= Martina Janková =

Czech operatic soprano (born 1972)

Martina Janková (born 1972, Orlová) is a Czech operatic soprano. She has been successful in a number of opera contests, including winning first prize at the competition Neue Stimmen in Gütersloh. She has been a member of the Zürich Opera since 1998. She is particularly known for her portrayals in operas by Wolfgang Amadeus Mozart and George Frideric Handel.

==Biography==
Janková began her musical training in Ostrava and then pursued further studies in opera at the City of Basel Music Academy. She has also studied in masterclasses with Carlo Bergonzi, Gustav Kuhn and Michael Eliassen. She began her career in the mid 1990s as a member of the International Opera Studio at the Zürich Opera and while in the program portrayed the roles of Rosina in Mozart’s La finta semplice, Karolka in Leoš Janáček’s Jenůfa under the baton of Franz Welser-Möst, and Gianetta in L'elisir d'amore with conductor Nello Santi. She also appeared in Carl Maria von Weber's Oberon under John Eliot Gardiner. She is currently studying with Antonie Denygrova in Prague.

Janková joined the roster of principal singers at the Zürich Opera in 1998 and has been a regular performer there ever since. Among the many roles she has portrayed there are Adele in Die Fledermaus, Almirena in Rinaldo, Amor in Gluck’s Orphée et Eurydice with conductor William Christie, Celia in Mozart’s Lucio Silla with conductor Nikolaus Harnoncourt, Echo in Ariadne auf Naxos, Lenio in The Greek Passion, Marzeline in Fidelio, Pamina in The Magic Flute, the Sand Man in Hänsel und Gretel, Serpetta in La finta giardiniera, the Shepherd in Richard Wagner’s Tannhäuser under the baton of Franz Welser-Möst, and Susanna in Le nozze di Figaro among others. Scheduled upcoming performances for Janková include Zerlina in Don Giovanni (September 2009), Angelica in Orlando (November 2009-January 2010), Despina in Così fan tutte (December 2009), and Servilia in La clemenza di Tito (March 2010).

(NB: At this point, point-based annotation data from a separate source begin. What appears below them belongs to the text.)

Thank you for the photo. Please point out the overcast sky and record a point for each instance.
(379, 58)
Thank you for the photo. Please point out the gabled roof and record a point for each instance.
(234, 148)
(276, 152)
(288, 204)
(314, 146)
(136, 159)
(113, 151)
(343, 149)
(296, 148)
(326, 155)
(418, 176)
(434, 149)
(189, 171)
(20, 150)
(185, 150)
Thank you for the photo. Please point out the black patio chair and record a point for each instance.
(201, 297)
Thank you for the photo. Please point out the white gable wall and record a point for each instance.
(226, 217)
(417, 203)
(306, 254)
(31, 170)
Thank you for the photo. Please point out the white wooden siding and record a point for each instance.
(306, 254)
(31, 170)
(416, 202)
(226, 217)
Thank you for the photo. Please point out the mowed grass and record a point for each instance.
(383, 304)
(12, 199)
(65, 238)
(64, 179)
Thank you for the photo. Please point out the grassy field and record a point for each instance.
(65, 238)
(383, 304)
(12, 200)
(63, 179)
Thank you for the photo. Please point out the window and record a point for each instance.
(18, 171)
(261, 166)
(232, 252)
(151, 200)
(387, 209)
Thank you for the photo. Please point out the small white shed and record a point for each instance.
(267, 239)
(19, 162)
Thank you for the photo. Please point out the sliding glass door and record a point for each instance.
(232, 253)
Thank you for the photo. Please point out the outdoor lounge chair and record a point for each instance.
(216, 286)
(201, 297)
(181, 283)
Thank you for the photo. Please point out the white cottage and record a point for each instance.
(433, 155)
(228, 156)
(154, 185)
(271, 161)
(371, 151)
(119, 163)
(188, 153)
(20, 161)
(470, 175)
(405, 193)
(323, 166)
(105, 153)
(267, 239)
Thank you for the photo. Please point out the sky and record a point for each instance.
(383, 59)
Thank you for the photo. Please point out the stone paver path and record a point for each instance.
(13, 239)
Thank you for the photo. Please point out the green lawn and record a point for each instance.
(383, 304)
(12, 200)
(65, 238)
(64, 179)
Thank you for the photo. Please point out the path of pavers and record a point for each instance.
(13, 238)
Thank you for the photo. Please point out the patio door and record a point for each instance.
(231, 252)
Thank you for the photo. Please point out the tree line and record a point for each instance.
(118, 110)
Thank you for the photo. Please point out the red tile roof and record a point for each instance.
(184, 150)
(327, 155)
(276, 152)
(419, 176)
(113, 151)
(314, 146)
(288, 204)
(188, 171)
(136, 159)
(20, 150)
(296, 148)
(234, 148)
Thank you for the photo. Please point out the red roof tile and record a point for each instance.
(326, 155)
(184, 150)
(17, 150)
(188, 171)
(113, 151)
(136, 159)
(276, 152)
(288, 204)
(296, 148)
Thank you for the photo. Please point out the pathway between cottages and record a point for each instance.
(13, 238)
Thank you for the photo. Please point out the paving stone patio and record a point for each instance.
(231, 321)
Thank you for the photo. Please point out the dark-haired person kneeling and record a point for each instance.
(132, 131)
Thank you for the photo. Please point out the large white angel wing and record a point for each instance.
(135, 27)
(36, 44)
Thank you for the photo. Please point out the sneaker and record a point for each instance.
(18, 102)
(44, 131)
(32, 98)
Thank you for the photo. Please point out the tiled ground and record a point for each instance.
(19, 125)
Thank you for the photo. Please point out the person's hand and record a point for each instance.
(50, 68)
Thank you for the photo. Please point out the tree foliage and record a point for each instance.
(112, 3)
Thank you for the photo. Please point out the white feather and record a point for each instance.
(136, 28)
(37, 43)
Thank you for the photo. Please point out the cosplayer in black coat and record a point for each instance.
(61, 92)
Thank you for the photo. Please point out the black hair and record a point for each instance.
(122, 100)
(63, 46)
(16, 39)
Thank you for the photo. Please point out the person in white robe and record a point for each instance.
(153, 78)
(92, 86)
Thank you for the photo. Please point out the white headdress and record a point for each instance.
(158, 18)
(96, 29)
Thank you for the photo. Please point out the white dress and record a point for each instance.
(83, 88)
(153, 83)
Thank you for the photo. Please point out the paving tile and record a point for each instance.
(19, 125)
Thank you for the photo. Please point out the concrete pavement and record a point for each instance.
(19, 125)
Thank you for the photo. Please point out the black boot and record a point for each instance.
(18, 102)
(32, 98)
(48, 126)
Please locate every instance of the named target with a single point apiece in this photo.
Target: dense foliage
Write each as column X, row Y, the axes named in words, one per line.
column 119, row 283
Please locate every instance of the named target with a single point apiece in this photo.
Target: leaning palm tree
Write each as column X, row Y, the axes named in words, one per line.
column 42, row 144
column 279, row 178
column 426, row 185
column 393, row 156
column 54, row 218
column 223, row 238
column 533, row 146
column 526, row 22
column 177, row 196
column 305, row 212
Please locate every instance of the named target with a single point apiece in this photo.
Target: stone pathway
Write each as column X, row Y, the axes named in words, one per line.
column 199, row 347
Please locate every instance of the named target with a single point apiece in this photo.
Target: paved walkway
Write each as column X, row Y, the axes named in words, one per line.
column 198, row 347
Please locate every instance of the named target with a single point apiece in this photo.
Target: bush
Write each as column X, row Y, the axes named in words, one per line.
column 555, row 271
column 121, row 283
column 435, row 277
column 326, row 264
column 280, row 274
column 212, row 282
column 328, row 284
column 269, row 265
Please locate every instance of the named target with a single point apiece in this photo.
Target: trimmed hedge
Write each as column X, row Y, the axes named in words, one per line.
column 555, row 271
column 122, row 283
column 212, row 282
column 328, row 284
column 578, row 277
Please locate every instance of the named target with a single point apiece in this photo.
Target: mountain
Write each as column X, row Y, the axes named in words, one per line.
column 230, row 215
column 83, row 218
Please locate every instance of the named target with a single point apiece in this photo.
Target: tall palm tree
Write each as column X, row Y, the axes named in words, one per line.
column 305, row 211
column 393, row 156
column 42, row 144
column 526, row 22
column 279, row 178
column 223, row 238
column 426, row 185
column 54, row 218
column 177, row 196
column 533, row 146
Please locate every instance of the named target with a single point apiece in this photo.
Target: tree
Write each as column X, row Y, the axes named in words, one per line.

In addition to her work in Zürich, Janková has also been active as a freelance artist. With the Prague State Opera she has sung Despina for conductor Gustav Kuhn, Sofia in Rossini’s Il Signor Bruschino, and Zerlina under the direction of Katherina Thalbach. At the Grand Théâtre de Genève she has appeared in the title role of Janáček’s The Cunning Little Vixen and as both Drusilla and Fortuna in Monteverdi’s L'incoronazione di Poppea. In March 2009 she made her first appearance in the United States as Susanna in The Marriage of Figaro with the Cleveland Orchestra and conductor Franz Welser-Möst.

Janková has also appeared numerous times at the Salzburg Festival in the last decade, portraying such roles as Echo with Christoph von Dohnanyi, Iphis in Jephtah, Karolka under John Eliot Gardiner, Prima Ancella in Cherubini’s Medea with Sir Charles Mackerras, and most recently Cherubino in The Marriage of Figaro at the 2009 festival. She has also performed the soprano solos in Mahler’s Symphony no. 8 under the baton of Franz Welser-Möst in Salzburg.

As a concert performer, Janková has appeared with orchestras in Poland, Austria, Switzerland, Germany, Italy and Japan. She also been active as an oratorio soloist, notably singing in Mendehlssohn's Elijah with the Israel Philharmonic Orchestra under conductor Wolfgang Sawallisch. She has also performed recitals of lieder at the Rheingau Musik Festival, Janáček Spring Festival, the Chopin Festival in Marienbad, the Martinu Festival, the Festival de Saintes, and concerts with Philippe Herreweghe in Gap and Chambéry to name just a few.